Этой эфемерности противопоставляется жесткость стальных пластин, на которых проступает травление винтажных паттернов. Также жестки и стрелы, расположенные на стенах, которые словно пронизывают все пространство галереи. Их количество увеличивается по мере просмотра экспозиции, в какой-то момент и вовсе образуя хаотический рой, что ставит под вопрос привычные представления о линейности времени — как будто начинает менять свое направление сам вектор привычной нам истории.
Большая люстра, которая как будто упала, пролетев через проницаемый пол между этажами — отсылка к британскому сериалу «Сапфир и Сталь» (1979), цитата из которого и послужила названием для выставки.

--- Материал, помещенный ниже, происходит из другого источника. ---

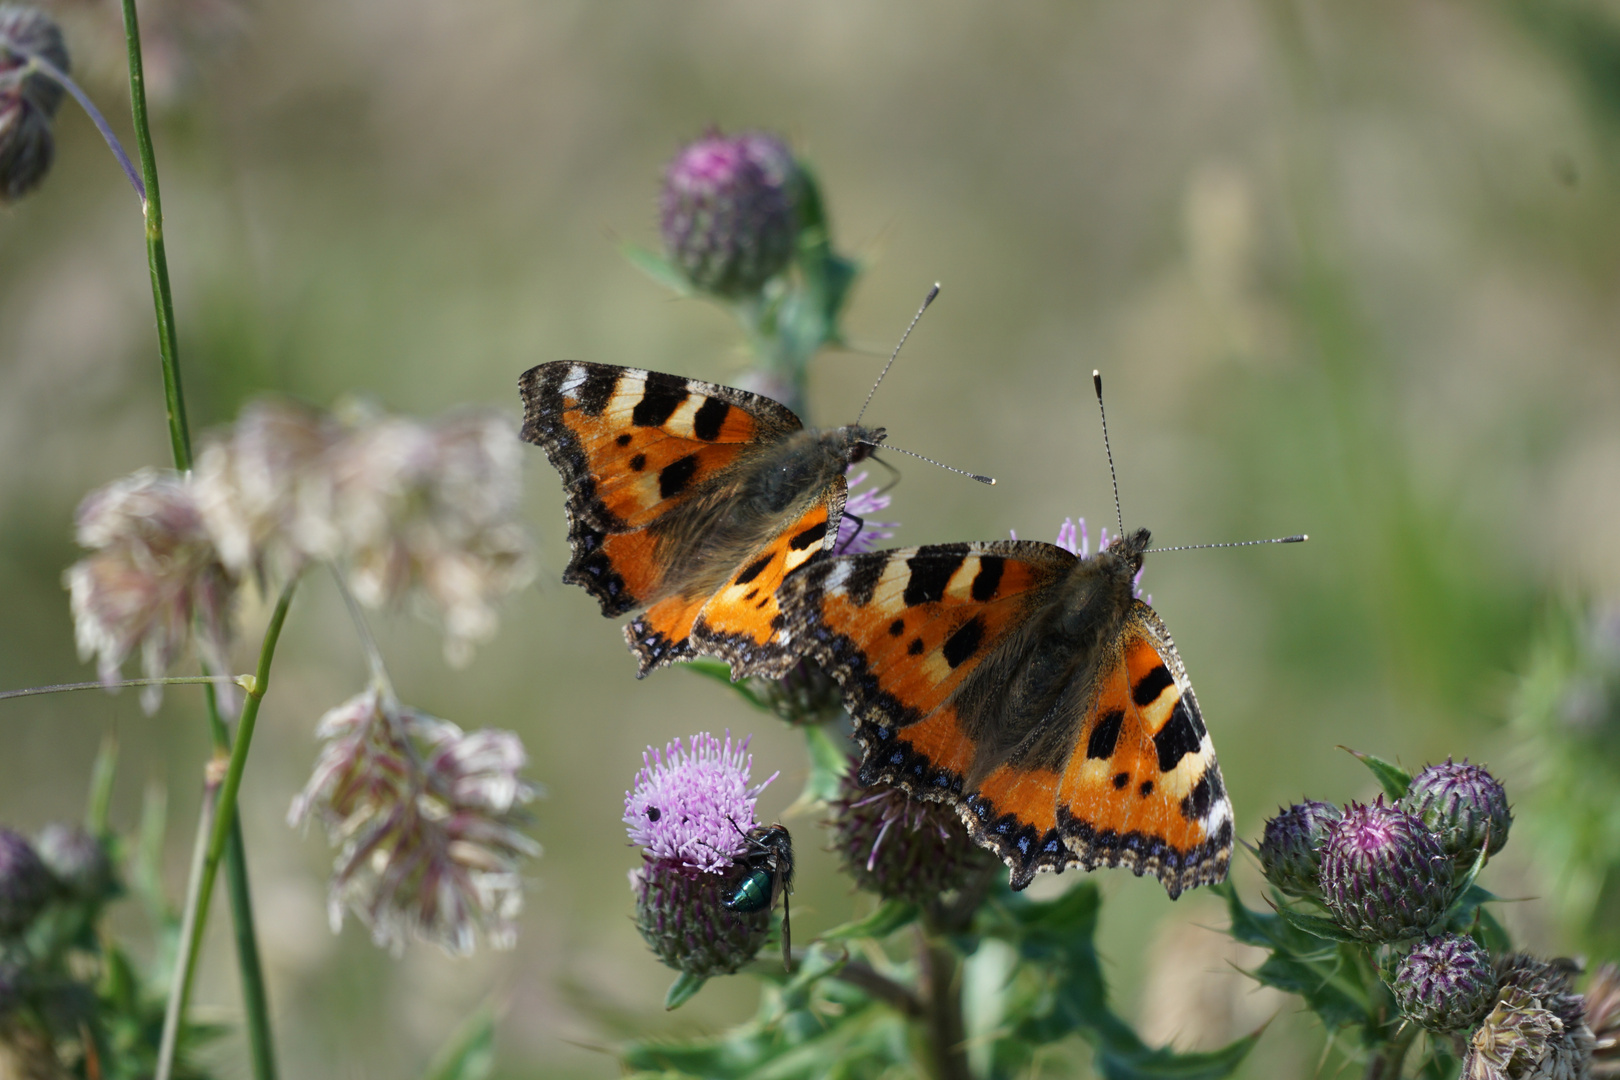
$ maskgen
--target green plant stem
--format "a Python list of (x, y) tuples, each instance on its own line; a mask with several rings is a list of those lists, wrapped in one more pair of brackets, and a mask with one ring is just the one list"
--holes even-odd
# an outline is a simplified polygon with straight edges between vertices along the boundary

Именно его в качестве иллюстрации использует философ Марк Фишер в эссе «Медленная отмена будущего», чтобы показать парадоксальный характер современной ностальгии не просто по прошлому, но не случившемуся будущему. По сути Фишер, описывая персонажей сериала, застрявших в лимбе «нигде и навсегда», говорит о лиминальном пространственно-временном континууме, в котором время одновременно застыло и течет. Примерно так, по его мнению, чувствует себя обитатель «капиталистического реализма» и ретроутопии, которого лишили будущего.
Констатируя вслед за Фишером анахронизм и безвременье современности, Кокачева обнаруживает политический потенциал ностальгии, усматривая в подобном смешении временных направлений возможности для эмансипаторной игры. Коль скоро возможно тасовать пространственно-временные регистры, почему бы не представить себя охотником за временем, блуждающим по дому с привидениями? Стрелы, таким образом, становятся и оружием, которое помогает поймать призраков прошлого и будущего, и лутом, который можно собирать и складывать в своеобразные архивы как трофей. Однако не является ли архив колумбарием, а мы — не охотниками, но жертвами этой жестокой игры, исход которой всегда предрешен: единственное, что может задержаться в наших руках — это настоящее, которое мы строим прямо сейчас.